Query & search registries

Find & access data using registries.

Setup

!lamin init --storage ./mydata
Hide code cell output
💡 connected lamindb: testuser1/mydata
import lamindb as ln

ln.settings.verbosity = "info"
💡 connected lamindb: testuser1/mydata

We’ll need some toy data:

ln.Artifact(ln.core.datasets.file_jpg_paradisi05(), description="My image").save()
ln.Artifact.from_df(ln.core.datasets.df_iris(), description="The iris collection").save()
ln.Artifact(ln.core.datasets.file_fastq(), description="My fastq").save()
Hide code cell output
❗ no run & transform get linked, consider calling ln.track()
✅ storing artifact 'TZGQ170jpeXkHXunNt1l' at '/home/runner/work/lamindb/lamindb/docs/mydata/.lamindb/TZGQ170jpeXkHXunNt1l.jpg'
❗ no run & transform get linked, consider calling ln.track()
✅ storing artifact '0NwklWkatyxLfpYSvO4t' at '/home/runner/work/lamindb/lamindb/docs/mydata/.lamindb/0NwklWkatyxLfpYSvO4t.parquet'
❗ no run & transform get linked, consider calling ln.track()
✅ storing artifact '7rDGkS54txUxBipiOLJC' at '/home/runner/work/lamindb/lamindb/docs/mydata/.lamindb/7rDGkS54txUxBipiOLJC.fastq.gz'
Artifact(uid='7rDGkS54txUxBipiOLJC', description='My fastq', suffix='.fastq.gz', size=20, hash='hi7ZmAzz8sfMd3vIQr-57Q', hash_type='md5', visibility=1, key_is_virtual=True, created_by_id=1, storage_id=1, updated_at='2024-06-05 14:28:02 UTC')

Look up metadata

For entities where we don’t store more than 100k records, a look up object can be a convenient way of selecting a record.

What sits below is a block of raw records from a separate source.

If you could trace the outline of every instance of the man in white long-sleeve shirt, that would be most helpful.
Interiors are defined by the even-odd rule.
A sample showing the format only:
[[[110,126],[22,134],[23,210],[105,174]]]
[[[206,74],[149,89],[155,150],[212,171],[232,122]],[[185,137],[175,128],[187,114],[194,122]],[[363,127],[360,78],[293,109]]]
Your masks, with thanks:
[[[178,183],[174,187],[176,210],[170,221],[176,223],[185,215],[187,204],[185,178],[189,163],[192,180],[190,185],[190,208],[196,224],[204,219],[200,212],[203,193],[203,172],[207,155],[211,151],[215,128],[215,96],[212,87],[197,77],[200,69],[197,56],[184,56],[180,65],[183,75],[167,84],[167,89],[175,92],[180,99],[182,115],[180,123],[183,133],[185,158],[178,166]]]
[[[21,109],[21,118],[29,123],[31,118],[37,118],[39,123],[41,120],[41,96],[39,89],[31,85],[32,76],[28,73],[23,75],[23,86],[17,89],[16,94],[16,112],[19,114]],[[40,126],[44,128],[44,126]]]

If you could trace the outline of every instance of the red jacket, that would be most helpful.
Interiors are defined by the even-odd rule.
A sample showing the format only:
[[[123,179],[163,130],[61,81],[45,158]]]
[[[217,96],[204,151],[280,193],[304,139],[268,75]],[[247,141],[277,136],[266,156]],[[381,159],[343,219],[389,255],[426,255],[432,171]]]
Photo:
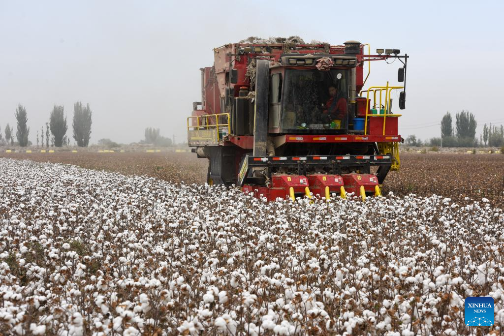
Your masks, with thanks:
[[[341,98],[338,100],[338,101],[336,102],[334,106],[332,106],[335,98],[335,97],[332,97],[327,101],[327,102],[326,103],[326,108],[327,109],[324,111],[324,113],[330,113],[333,115],[336,115],[336,119],[343,120],[343,118],[346,115],[346,99],[344,98]]]

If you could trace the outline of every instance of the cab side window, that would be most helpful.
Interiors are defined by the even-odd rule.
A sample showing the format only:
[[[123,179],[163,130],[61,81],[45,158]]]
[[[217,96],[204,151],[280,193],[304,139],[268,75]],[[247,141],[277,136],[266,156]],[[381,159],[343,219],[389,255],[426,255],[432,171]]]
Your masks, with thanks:
[[[277,104],[282,99],[282,74],[274,74],[270,81],[270,103]]]

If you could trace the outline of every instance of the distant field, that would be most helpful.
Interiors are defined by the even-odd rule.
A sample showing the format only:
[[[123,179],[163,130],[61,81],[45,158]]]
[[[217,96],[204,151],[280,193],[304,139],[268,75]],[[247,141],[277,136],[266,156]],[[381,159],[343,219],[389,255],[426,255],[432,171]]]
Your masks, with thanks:
[[[203,183],[207,161],[186,153],[56,152],[0,153],[0,157],[60,162],[84,168],[146,175],[167,181]],[[401,154],[401,170],[391,172],[385,192],[402,195],[443,195],[454,200],[486,197],[504,207],[504,155],[409,153]]]

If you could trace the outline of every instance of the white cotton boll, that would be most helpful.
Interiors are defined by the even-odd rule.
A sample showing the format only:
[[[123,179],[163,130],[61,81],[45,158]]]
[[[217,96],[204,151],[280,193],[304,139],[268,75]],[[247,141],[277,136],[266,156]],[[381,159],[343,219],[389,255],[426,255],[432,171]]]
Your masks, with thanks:
[[[210,303],[214,302],[214,295],[207,293],[203,295],[203,301],[205,303]]]
[[[226,330],[226,320],[222,317],[217,317],[214,321],[214,325],[216,326],[219,330],[223,331]]]
[[[37,325],[35,323],[30,323],[30,331],[34,335],[43,335],[45,333],[45,326]]]
[[[227,292],[226,291],[221,291],[219,292],[219,302],[221,303],[225,303],[228,301]]]
[[[276,326],[277,324],[270,319],[267,319],[263,321],[261,326],[266,330],[273,330]]]
[[[69,335],[82,336],[84,332],[82,315],[80,313],[74,313],[69,318],[69,320],[70,322],[69,327]]]
[[[133,326],[129,326],[122,333],[122,336],[138,336],[140,331]]]

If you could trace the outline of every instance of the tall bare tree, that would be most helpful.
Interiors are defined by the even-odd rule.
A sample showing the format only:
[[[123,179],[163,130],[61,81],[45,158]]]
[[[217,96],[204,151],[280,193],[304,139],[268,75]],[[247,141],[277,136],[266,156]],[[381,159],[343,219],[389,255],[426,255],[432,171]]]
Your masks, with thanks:
[[[52,134],[54,146],[56,147],[61,147],[63,146],[63,140],[68,129],[67,118],[63,113],[63,106],[54,105],[51,112],[49,125],[51,133]]]
[[[11,142],[11,138],[12,137],[12,131],[10,125],[9,125],[9,123],[5,125],[5,141],[7,143],[7,145],[9,146],[9,143]]]
[[[453,122],[452,114],[449,112],[446,112],[441,120],[441,137],[442,138],[453,136]]]
[[[26,124],[28,121],[26,108],[21,104],[18,104],[15,115],[17,121],[16,137],[18,139],[19,146],[26,147],[28,144],[28,135],[30,133],[30,127]]]
[[[45,123],[45,147],[49,148],[49,123]]]
[[[89,103],[86,106],[80,102],[74,104],[74,139],[79,147],[87,147],[89,144],[92,114]]]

Consider the User registry:

users = ln.User.lookup(field="handle")

With auto-complete, we find a user:

user = users.testuser1
user
User(uid='DzTjkKse', handle='testuser1', name='Test User1', updated_at='2024-06-05 14:28:00 UTC')

Note

You can also auto-complete in a dictionary:

users_dict = ln.User.lookup().dict()

Filter by metadata

Filter for all artifacts created by a user:

ln.Artifact.filter(created_by=user).df()
uid version description key suffix accessor size hash hash_type n_objects n_observations visibility key_is_virtual storage_id transform_id run_id created_by_id updated_at
id
1 TZGQ170jpeXkHXunNt1l None My image None .jpg None 29358 r4tnqmKI_SjrkdLzpuWp4g md5 None None 1 True 1 None None 1 2024-06-05 14:28:02.507514+00:00
2 0NwklWkatyxLfpYSvO4t None The iris collection None .parquet DataFrame 5629 ah24lV9Ncc8nPL0MumEsdw md5 None None 1 True 1 None None 1 2024-06-05 14:28:02.753244+00:00
3 7rDGkS54txUxBipiOLJC None My fastq None .fastq.gz None 20 hi7ZmAzz8sfMd3vIQr-57Q md5 None None 1 True 1 None None 1 2024-06-05 14:28:02.761562+00:00

To access the results encoded in a filter statement, execute its return value with one of:

  • .df(): A pandas DataFrame with each record stored as a row.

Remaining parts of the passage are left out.